« La race des orphelins » est un roman percutant sur les enfants issus des Lebensborn, ces élevages d’enfants au profit d’une race supérieure dans l’Allemagne nazie. Avec Hildegard Müller, on plonge au cœur d’une partie de l’Histoire dont on entend finalement assez peu parler.

La race des orphelins – Oscar Lalo

La race des orphelins, l’histoire

Mon corps n’a pas de voix. Il a tout vécu mais je n’y ai pas accès. Mon corps me sait mais mon corps se tait. Lui aussi me traite comme une enfant. Toutes ces choses qu’il ne dit pas devant moi. Il les dit quand je dors. Parfois, ça me réveille. Alors, il fait semblant de dormir. Et je reste coincée dans ce rêve muet.

Dans « La race des orphelins », Hildegard Müller fait appel à un scribe pour raconter sa vie. À 76 ans, celle qui devait être « la gloire de l’humanité » sait à peine lire et écrire. Alors que son désir le plus cher est de s’humaniser, Hildegard entretient un rapport clinique avec celui qui l’enfantera, son Scribe suisse qu’elle appelle « son SS » : « J’ai besoin qu’il soit un monstre froid. Une machine. J’appuie sur PLAY et sa main bouge. Un piano mécanique. Sans musique. Un piano à mots. Je mélodise. Il harmonise. Il accompagne mon filet de voix. Il me fait résonner. »

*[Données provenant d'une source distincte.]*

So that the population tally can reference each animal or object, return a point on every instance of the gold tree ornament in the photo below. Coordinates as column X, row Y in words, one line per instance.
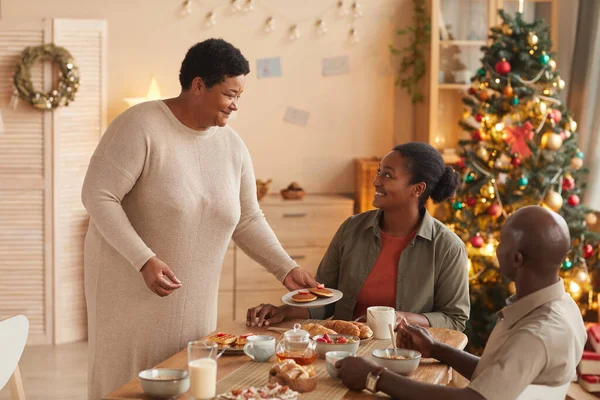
column 483, row 154
column 551, row 141
column 591, row 219
column 576, row 163
column 488, row 191
column 68, row 77
column 532, row 39
column 553, row 201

Sa seule certitude est celle d’être née dans un Lebensborn, une usine à bébés construisant de futurs parfaits Aryens. Elle ne sait rien de sa date de naissance, ni de son vrai nom, ni de ses parents. Les nazis l’ont ainsi démise une première fois de son identité. La seconde, c’est quand ils ont brûlé tous les documents concernant les Lebensborn à la fin de la guerre. Or ne pas avoir d’identité, c’est être sans être. C’est non-exister. Comment dès lors se construire sur ce terreau infertile et lorsque qu’on naît coupable ? Car aux yeux de tous, ces orphelins sont les enfants de la honte : l’Allemagne s’en cache. Les Alliés méprisent ces êtres nés sans amour, destinés à être de purs produits de guerre. Dès leurs premiers jours, considérés comme bourreaux alors qu’ils sont victimes.

On avait droit aux meilleurs soins. Les meilleurs soins selon Himmler, c’est une infirmière après qu’on nous a arraché notre mère. Un plat protéiné dont il composait lui-même le menu. L’industrialisation de notre éducation. La rationalisation de cette industrie du bébé parfait. De l’amour mesurable, quantifiable, identifiable. Un amour théorique. Un oxymore.

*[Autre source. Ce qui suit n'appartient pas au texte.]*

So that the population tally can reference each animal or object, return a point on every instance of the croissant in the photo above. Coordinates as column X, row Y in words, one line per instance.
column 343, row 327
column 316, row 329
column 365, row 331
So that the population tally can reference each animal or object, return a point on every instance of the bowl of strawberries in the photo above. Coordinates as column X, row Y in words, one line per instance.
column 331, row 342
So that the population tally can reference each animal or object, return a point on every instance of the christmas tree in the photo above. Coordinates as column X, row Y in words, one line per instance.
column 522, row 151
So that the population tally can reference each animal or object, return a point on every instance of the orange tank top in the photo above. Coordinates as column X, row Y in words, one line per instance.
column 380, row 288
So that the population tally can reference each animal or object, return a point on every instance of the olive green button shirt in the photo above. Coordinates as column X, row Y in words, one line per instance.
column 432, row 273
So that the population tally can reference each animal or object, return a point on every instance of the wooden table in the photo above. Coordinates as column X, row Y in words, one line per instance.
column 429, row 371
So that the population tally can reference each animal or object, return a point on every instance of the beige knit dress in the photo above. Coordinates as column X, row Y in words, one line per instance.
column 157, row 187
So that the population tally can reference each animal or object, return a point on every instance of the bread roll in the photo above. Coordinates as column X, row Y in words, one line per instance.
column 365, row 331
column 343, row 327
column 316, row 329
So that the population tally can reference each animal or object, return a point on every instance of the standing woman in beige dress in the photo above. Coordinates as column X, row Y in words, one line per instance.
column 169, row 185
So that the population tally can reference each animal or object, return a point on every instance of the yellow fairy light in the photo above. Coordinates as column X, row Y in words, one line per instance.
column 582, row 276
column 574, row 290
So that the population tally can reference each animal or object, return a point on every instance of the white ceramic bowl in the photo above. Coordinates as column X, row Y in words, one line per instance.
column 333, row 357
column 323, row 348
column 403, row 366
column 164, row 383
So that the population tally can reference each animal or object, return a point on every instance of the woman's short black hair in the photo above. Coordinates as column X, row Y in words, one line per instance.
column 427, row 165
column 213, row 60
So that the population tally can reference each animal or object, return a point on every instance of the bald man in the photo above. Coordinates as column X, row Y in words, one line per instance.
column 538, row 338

Cette malédiction hantera Hildegard toute sa vie. Si elle a fait le choix d’essayer de vivre, beaucoup n’ont pas eu cette force. Qu’est-ce que mourir, finalement, pour des nés-morts ? En faisant appel à un scribe, elle tentera de mettre des mots sur ses maux et d’écrire cette non-vie. Pour laisser une trace. Pour s’inscrire, d’une manière ou d’une autre, dans la réalité. Pour que ses enfants comprennent et qu’ils sachent. Commence alors un long processus où Hildegard tentera de retracer son parcours avec l’aide de celui qui l’écrit. Un long combat, aussi étouffant pour l’un que pour l’autre, qui s’efforcera d’amener un peu de lumière à une enfance qu’elle n’a pas eue et dont elle n’est pourtant pas sortie, « nuage de cendres qui cache le soleil ».

Mon avis sur ce livre

Le livre « La race des orphelins » dresse le portrait d’une femme qui, toute sa vie, à chercher à être et à naître. Hildegard, personnage fort et fictif, tente de mettre sa vie en mots afin de raconter l’histoire d’une génération d’orphelins frappés dès leur naissance « du sceau de la trahison ». De sa prose superbe, Oscar Lalo nous raconte l’horreur à travers de courts textes percutants. Une mise en lumière de ce pan de la Guerre, aussi intéressante que bouleversante.